Wilde Lake Middle becomes Maryland's first net-zero energy school
The new Wilde Lake Middle School opened for students Jan. 2. Photo courtesy of the Baltimore Sun
Wilde Lake Middle School in Columbia has made its debut as Maryland's first "net-zero energy" school, meaning the $33 million building's extensive solar panel array will help it generate as much energy as it uses.
The new school is significantly larger than the 48-year-old building it is replacing and is designed to anticipate enrollment growth in Howard County, officials told the Baltimore Sun. It was built on the same campus as the former Wilde Lake school, which will be demolished for athletic fields and a bus loop.
Principal Anne Swartz said she noticed a buzz as students arrived at the new facility.
"Middle school students sometimes are quiet because it's 7:45 in the morning," she said. "They were not quiet. There were smiles, there was a pep in the step."

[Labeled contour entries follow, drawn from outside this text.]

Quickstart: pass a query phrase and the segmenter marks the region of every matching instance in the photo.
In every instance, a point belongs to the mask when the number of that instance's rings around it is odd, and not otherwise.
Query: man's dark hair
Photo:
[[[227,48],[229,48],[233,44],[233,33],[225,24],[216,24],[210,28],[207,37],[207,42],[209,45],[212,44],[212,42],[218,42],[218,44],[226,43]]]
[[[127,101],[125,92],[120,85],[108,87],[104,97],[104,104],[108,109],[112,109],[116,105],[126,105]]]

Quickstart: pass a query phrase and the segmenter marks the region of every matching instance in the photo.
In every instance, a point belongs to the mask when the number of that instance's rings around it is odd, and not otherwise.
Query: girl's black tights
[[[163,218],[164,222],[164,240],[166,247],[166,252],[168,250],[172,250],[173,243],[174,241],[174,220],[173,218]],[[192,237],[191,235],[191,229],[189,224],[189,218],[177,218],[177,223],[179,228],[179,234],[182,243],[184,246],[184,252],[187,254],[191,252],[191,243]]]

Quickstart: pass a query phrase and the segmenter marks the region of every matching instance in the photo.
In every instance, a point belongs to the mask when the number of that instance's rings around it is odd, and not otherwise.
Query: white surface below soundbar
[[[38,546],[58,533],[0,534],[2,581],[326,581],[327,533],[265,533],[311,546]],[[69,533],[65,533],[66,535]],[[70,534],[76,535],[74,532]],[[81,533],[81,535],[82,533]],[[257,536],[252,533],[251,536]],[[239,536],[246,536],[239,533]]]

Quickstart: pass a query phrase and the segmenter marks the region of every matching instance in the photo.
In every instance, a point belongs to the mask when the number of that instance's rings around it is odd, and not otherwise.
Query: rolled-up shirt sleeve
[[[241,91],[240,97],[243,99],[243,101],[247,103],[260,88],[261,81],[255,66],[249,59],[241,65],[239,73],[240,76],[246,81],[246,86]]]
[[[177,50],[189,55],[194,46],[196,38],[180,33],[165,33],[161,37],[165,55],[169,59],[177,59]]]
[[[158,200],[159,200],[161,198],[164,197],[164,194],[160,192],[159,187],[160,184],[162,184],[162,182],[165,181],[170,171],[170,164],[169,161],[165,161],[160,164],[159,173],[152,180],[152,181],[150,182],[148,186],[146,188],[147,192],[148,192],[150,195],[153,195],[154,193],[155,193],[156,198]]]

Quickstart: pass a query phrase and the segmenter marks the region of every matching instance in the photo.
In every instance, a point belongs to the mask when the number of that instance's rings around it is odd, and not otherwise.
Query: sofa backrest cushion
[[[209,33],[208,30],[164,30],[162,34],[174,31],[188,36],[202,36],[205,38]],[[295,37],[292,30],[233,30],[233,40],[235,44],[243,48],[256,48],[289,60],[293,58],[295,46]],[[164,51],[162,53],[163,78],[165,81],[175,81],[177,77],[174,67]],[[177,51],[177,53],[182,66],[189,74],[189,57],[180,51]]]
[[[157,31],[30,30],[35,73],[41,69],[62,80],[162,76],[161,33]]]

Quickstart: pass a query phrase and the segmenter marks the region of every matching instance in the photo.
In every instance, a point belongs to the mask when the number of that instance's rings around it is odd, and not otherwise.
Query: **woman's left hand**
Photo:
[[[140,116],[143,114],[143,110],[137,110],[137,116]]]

The roof holds 1,400 solar panels and another 600 panels collect sunlight from the ground, said Scott Washington, director of school construction for the Howard County school system.
The school also has energy-efficient architecture and insulation, a geothermal heat pump system, and lights programmed to respond to the amount of sunlight in a room and turn off when a room is empty, he said.
"On days when it's cloudy, you'll use more energy," Washington said. "On days it's sunny, you'll use less because you're using more of the natural light of the building."
Construction of the school was aided by a $2.7 million grant from the Maryland Energy Administration.
Students can actually check on the school's electricity production in real time. There's an "energy kiosk" in the main hallway that displays how the building is performing.
Science teacher Doug Spicher is already using the system as a teaching tool. The panels feed data into a graph that shows how much energy is being used and produced at any given time, he said.
"When I showed them this week, they're like, 'Wait a minute, why aren't we producing more electricity?'" he said. Then he gestured to the rain outside his classroom window. "We talked about the cloud cover, whereas last week, when it was a much sunnier week, more was produced."
Spicher, who said he has solar panels on his home, is excited to look for trends in Wilde Lake Middle's energy levels. Usage, for example, should spike on Mondays after bottoming out over the weekend, when the school is empty.
"They're anxious to see what is going to happen when we get into the warmer months and the sun is more directly overhead — how that's going to change our production," he said.
Spicher teaches grades seven and eight, and hopes to experiment with his students to see whether turning off the lights in his classroom or even a hallway can nudge energy usage down in any immediately measurable way.
"That's very valuable for kids to be able to see," he said.
Bruce Gist, executive director for capital planning for Howard schools, said the building was "a significant challenge and quite an honor to construct."
The construction team had to learn to use new techniques and materials to lower the building's energy use index enough to achieve the net-zero status, he said.
He said setting that goal and putting the tools in place to achieve it, "speaks to the county's and the school system's commitment for energy conservation."